HANOVER — “So, life is going to punch us in the face.”
As they walked to their first booth at South Shore Vo-Tech’s ninth annual Credit For Life Fair Thursday, April 12, one student summed up to her friend the day’s lesson with her own take on the program’s motto — “If you don’t have a plan for your money, someone else will.”
The object is to help students avoid getting a financial “punch in the face” from life.
Credit For Life is intended to be a practice session for the realities of budgeting before being faced with the need to do so when it counts. It’s a chance to get financial do-overs, and sometimes they are needed.
Rockland Trust Hanson Branch Manager Karen Sharon, a Whitman resident, said there are two common mistakes most students make during the event — they don’t realize they may not be able to afford a new car right away and that budgeting $25 per month for spending money won’t get them very far. Rockland Trust is the program sponsor at SSVT.
“We’ve been telling them for four years what’s involved in the real world. The Credit For Life Fair, with two months left before they graduate, gives them that one concise, complete simulation — that there are a lot of difficult, challenging and exciting decisions they’re going to have to make,” Superintendent/Director Dr. Thomas J. Hickey said the timing of the program is part of its impact.
“This is when the senior countdown begins,” he told the seniors during a breakfast gathering in the school cafeteria. “Clearly, we’re sending you a message that you must always have money in your budget for Dunkin’ Donuts and coffee.”
In a more serious vein, he told the largest senior class in school history that they harbor more potential wealth, based on learned skills, than any other group of high school seniors on the South Shore.
“Generating wealth is only half of it,” he said. “[Planning] what you’re going to do with this money, and in what disciplined manner you are going to use this wealth, is essential.”
He urged students to applaud event planner and Math teacher Mary Farmer and the business and Parents Association volunteers staffing booths to help them calculate the funds needed for food, housing, transportation, insurance, credit lending, education and even luxuries and unexpected windfalls or liabilities.
Students’ budgets had to balance and be reviewed by teachers or Rockland Trust offcials at the event’s credit counseling center.
Student Council President Rosa Gachia of Whitman, an Allied Health student said she hopes to become a surgeon and was interested in the cost of the higher education she will need. She has been accepted at three colleges and universities.
“I’m hoping it will help me learn how to manage my money better,” she said, noting her Credit For Life job assignment and income was as a licensed practical nurse (LPN). “I’m hoping this will at least give me an idea of the path I need to take moneywise, because I know I’m going to be in debt a lot because of the schooling and the amount of years and not enough money for it.”
Students were assigned a job title, gross and net annual income figures and charged with making financial decisions with an eye toward maintaining a balanced budget at the end of the event.
Hanson Automotive student Calvin King was looking for some pointers in balancing his credit and savings.

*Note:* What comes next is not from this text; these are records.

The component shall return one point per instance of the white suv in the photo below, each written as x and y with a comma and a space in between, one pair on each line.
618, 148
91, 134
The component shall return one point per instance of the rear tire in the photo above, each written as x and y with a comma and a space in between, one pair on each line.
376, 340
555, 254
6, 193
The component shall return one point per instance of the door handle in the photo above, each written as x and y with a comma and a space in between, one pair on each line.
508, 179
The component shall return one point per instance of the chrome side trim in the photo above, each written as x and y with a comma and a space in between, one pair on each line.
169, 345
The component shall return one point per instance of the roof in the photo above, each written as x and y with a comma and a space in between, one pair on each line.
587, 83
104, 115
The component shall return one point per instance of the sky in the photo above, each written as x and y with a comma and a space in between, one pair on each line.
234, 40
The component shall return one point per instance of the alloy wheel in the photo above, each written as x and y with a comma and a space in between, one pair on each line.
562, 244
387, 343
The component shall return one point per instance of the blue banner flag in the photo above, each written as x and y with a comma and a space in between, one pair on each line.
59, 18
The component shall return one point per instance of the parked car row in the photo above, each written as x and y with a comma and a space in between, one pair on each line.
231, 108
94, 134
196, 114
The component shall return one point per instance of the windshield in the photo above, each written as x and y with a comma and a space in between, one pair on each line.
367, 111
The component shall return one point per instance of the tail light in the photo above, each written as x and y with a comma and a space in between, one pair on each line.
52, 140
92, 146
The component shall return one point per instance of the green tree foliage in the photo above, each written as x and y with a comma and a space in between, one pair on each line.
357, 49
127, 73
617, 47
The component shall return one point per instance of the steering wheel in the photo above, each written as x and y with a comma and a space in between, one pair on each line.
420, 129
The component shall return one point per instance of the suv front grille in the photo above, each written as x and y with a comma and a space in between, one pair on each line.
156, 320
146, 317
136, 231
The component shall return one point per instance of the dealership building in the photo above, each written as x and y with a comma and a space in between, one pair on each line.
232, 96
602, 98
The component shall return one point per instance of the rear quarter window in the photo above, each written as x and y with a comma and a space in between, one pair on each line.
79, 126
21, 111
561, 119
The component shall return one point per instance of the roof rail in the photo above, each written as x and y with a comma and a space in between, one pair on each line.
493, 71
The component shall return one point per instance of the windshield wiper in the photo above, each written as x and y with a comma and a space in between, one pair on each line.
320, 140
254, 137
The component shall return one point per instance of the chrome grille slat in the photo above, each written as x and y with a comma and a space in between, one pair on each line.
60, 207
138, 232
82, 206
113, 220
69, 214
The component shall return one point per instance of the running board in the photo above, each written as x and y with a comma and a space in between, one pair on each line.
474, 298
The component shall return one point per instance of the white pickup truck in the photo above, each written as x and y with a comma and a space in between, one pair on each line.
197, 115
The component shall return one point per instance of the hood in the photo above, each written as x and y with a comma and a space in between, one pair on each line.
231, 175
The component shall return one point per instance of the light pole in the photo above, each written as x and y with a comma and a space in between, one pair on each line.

“Trying to get the car was kind of a pain,” he said, but he was one of the prudent ones who opted for a used vehicle for his first purchase. He found “all the math you have to do” to be an eye-opener.
“It’s a lot,” King said.
“The fact that everybody needs a house at some point” was a sobering reality for Hanson Computer Information Technology student Michael Andrasy, who was going it alone on that decision during the event. “I haven’t really calculated it yet, but [the budget’s] going pretty good,” he said. “I’m just out to learn about what I’ll need in the real world.”
Cheyenne Chaplin of Whitman, a Collision Repair Technology student, learned at the Reality Check wheel that even good surprises have a downside.
“I got Patriots tickets, but have to pay for parking and tax,” she said. “I’d like to see how [the event] relates to real life.”
And real life for these students, some of whom are directly entering the workforce, is two months away.
“The timing is perfect,” Hickey said. “We have more students out on co-op[erative learning] than ever before. We have more students working part-time jobs or otherwise in the workforce.”